Strategies for intentional living from experts who get it
Most of us see ourselves as caring, compassionate people. We want to empathize, to understand, and to help. Therefore, when someone shares their pain, we often draw on our own past struggles, how we “pushed through” for the sake of our sanity, our marriages, and our families. Without realizing it, we may be responding to them in the same way we behaved or were treated in similar situations.
This is one of the most common and harmful dynamics I see when working with women in birth-related trauma therapy.
Take, for example, a client who suffered from severe hyperemesis gravidarum (HG), to the point of being hospitalized multiple times during pregnancy. She missed family celebrations, avoided gatherings because every smell triggered relentless vomiting, and endured body aches from the constant strain. When she confided in a well-meaning listener, that person, trying to be supportive, might have thought back to her own mild morning sickness as a newlywed. Her response? Something like, “Perhaps some fresh air would have done you good.”

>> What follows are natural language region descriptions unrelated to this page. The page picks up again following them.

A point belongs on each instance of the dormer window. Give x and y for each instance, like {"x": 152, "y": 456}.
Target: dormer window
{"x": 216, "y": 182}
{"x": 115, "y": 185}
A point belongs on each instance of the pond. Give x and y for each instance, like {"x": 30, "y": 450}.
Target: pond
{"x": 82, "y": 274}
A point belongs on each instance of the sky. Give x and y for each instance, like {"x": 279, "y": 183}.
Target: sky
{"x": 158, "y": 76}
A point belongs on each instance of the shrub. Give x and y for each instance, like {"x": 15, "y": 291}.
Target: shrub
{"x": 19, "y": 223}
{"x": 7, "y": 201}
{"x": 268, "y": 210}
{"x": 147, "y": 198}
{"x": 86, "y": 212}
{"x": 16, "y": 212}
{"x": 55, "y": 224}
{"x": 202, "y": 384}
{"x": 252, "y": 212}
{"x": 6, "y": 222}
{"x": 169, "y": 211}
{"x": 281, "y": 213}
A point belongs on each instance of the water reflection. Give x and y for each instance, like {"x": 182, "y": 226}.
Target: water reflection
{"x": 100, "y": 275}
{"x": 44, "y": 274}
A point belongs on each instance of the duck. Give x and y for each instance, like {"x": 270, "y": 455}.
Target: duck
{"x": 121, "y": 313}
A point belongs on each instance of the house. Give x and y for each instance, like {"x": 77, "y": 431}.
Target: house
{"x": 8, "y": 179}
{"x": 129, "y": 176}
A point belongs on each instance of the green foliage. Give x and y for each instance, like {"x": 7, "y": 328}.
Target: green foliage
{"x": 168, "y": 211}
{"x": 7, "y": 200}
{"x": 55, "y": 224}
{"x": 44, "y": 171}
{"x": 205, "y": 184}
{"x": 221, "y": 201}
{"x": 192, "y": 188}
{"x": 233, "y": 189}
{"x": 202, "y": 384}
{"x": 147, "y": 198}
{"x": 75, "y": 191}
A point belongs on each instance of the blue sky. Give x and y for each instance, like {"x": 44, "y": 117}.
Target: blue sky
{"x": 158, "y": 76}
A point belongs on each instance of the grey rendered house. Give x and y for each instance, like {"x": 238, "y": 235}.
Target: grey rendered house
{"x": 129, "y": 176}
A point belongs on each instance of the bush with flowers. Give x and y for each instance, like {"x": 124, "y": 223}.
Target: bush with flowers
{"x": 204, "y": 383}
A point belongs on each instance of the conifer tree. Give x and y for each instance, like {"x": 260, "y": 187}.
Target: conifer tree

Consider another client who experienced a deeply distressing birth. There might have been no major medical crisis, but emotionally it was shattering. Her birth support wasn’t there when she needed her. Labor lasted far longer than expected, and when things suddenly progressed, her husband was absent, having been sent home, thinking things were still not moving. She continuously felt patronized, disbelieved, unsupported, and out of control. Now, she is highly anxious about being left alone with her baby in case something goes wrong, and on high alert regarding every ache and pain she feels, thinking it could be life-threatening. A visitor, recalling her own lengthy labor, remembering how she managed “like a trouper” without pain relief, might think, Why is she making such a fuss? and say, “Yes, birth can be like that, but look at your little one, he’s worth it.”